As Twitter resists the sharing of graphic images of the Brussels Attack, is the Twittersphere finally developing a real social conscience?
An interesting moral and ethical debate is emerging on Twitter
over the broadcast of graphic images of the Brussels terror attacks.
Within minutes of logging on this morning, as you might expect by now, I was
able to see multiple images of severely wounded people and watch videos of the
panic and fear of the aftermath of the blast.
Two women sit stunned on a bench, the shoe of one missing, her
foot dripping. A man lies on the ground, his legs outstretched before his
incredulous regard. They are framed in red and the angle appears odd,
wrong somehow. A woman flees the airport wearing white jeans with
scarlet, bloodied knees. A man's head pours with blood as someone tries
to staunch it with an item of clothing, a scarf I think.
Yet under the heading “graphic images” there are probably twice as
many tweets condemning the sharing of those images, and a widespread call
across the twitter-sphere not to retweet them.
Which is fitting. Aside from it
being clear that the victims did not give permission for their images to be
used in this way, seeing them there they look vulnerable, terrified and
alone. Capturing images of fellow humans
in their moment of crisis in this way reminds me of the old, probably apocryphal,
story about photographing indigenous communities. It seems to me that in a godless world, when
you steal the privacy of the wounded, it is as if you are stealing their soul.
Could it be that Twitter is growing up,
that we are witnessing something rather unique, the spontaneous emergence of a
moral sense, of a communicable intelligibility of right and wrong, that people
are more interested in sharing than simply images of gore and violence? I
feel almost like I am witnessing the transformation of a pupae into a
butterfly, or the birth of a new star. In the past social media was all
about sharing intimate images of violence for the ‘good’ of the wider
community, a kind of pity porn that reached both its nadir and its apex with
the images of the drowned body of Aylan Kurdi.
Although people expressed a moral sense of outrage as they passed
the pity porn on, we all knew that titillation and novelty was as much a part of
the process as social conscience. That this appears to have changed is perhaps
simply that we have suffered too many attacks of late, shared a little bit too
much, and have started to overcome that initial thrill of being broadcasters of
snuff, because that is after all the technical term for such images of violence
and death.
At the same time as we can witness the
birth of an ethical social contract across the twittersphere, we can also
record a small victory of text over image. To resist the sharing of
images you can't use images, you have to use words, rhetoric, the power of
persuasion. Granted the whole premise of Twitter militates to hamper proper
democratic discourse, what Jurgen Habermas calls communicative action, because
the tweets are just too short for that and the propensity for violence to
prevalent in an anonymised and consequenceless universe. But in this case
simple states of refusal, renunciation and moral outrage combine to form a kind
of hive-heart or hive-soul, a communal, spontaneous, philosophically emergent
demos of opinion that only words can convey.
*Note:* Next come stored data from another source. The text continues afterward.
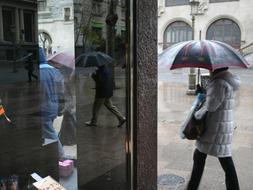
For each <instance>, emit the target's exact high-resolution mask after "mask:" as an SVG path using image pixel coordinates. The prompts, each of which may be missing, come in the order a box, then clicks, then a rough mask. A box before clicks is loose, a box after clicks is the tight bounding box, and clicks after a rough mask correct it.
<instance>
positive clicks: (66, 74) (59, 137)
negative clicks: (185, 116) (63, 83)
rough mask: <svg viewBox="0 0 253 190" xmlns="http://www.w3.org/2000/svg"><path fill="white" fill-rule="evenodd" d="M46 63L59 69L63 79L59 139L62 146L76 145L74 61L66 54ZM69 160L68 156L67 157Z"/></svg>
mask: <svg viewBox="0 0 253 190" xmlns="http://www.w3.org/2000/svg"><path fill="white" fill-rule="evenodd" d="M47 61H48V62H49V63H51V64H56V65H58V66H59V67H60V69H59V71H60V72H61V74H62V76H63V78H64V100H65V107H64V111H63V119H62V123H61V127H60V131H59V139H60V141H61V143H62V144H63V146H64V145H74V144H76V101H75V80H74V74H75V73H74V72H75V59H74V55H73V54H71V53H68V52H60V53H55V54H54V55H52V56H50V57H49V58H48V59H47ZM68 157H69V158H71V157H70V156H68Z"/></svg>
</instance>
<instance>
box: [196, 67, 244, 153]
mask: <svg viewBox="0 0 253 190" xmlns="http://www.w3.org/2000/svg"><path fill="white" fill-rule="evenodd" d="M239 86H240V79H239V77H237V76H235V75H233V74H231V73H230V72H229V71H223V72H220V73H217V74H216V75H214V76H212V77H211V79H210V82H209V85H208V89H207V95H206V102H205V105H204V106H203V107H202V108H201V109H200V110H199V111H197V112H196V113H195V117H196V118H198V117H201V115H202V114H203V113H204V112H205V111H208V113H207V118H206V132H205V133H204V134H203V136H201V138H200V139H199V140H197V141H196V146H197V149H198V150H199V151H200V152H203V153H205V154H208V155H212V156H216V157H228V156H232V153H231V142H232V135H233V130H234V126H233V109H234V106H235V91H236V90H237V89H238V88H239Z"/></svg>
It seems that a shift has occurred, a
clicking point if you will. People have begun to realise that just because it
exists, you don't need to look at it. There is a choice on social media,
not often felt due to peer pressure and the anthropologically novel millennial
phenomenon of the Need To Share. You don’t have to pass it on, the buck
can really stop with you and if enough people take this stance, the virallity
of the image which is at epidemic proportion, can be vaccinated against and its
spread halted.
This impulse of renunciation and arrest of pity-porn, of snuff, of
graphic imagery is surely to be applauded.
It is an impulse however has not yet extended to those who captured
those images and tweeted them in the first place. In one example a man, I
think it is, takes a two-minute video of panic in a departure lounge full of
smoke and fumes. Overhead warning sirens screech to a degree that it
becomes unbearable. The man is crouched over another figure covering their
head with their arms like a child, as if hiding means they can’t be
seen or touched. It is apparent that absolutely no one knows what is happening. Occasionally stunned figures, still pushing their luggage on
trolleys, slowly cross the floor. Once or twice a person runs past at
full pelt towards the exit sign. Other than that the scene is drear and
empty.
Another bomb could go off any second, the fumes from the smoke
could be toxic, a fire may be spreading their way, yet still the man films.
Finally, a security guard arrives to tell him to leave. Still
recording, he stops to put on his jacket, of all things, then the image goes
black.
Why did he put his life at risk to shoot that? Why did he
film instead of consoling the distraught figure at his feet? Was he
gripped by simple voyeurism, or something more noble, a journalistic impulse to
record the truth as and when it is happening, no matter how awful and irrespective
of the consequences?
Most likely he was in a state of shock and just did the first
thing that came to him, an automatic instinct like pushing your luggage through
Armageddon, which makes the decision to record even more confounding. In
days gone by, at moments of crisis, people would reach for their bible and
pray. In our new millennium, face to face with death, we grab our phone and film.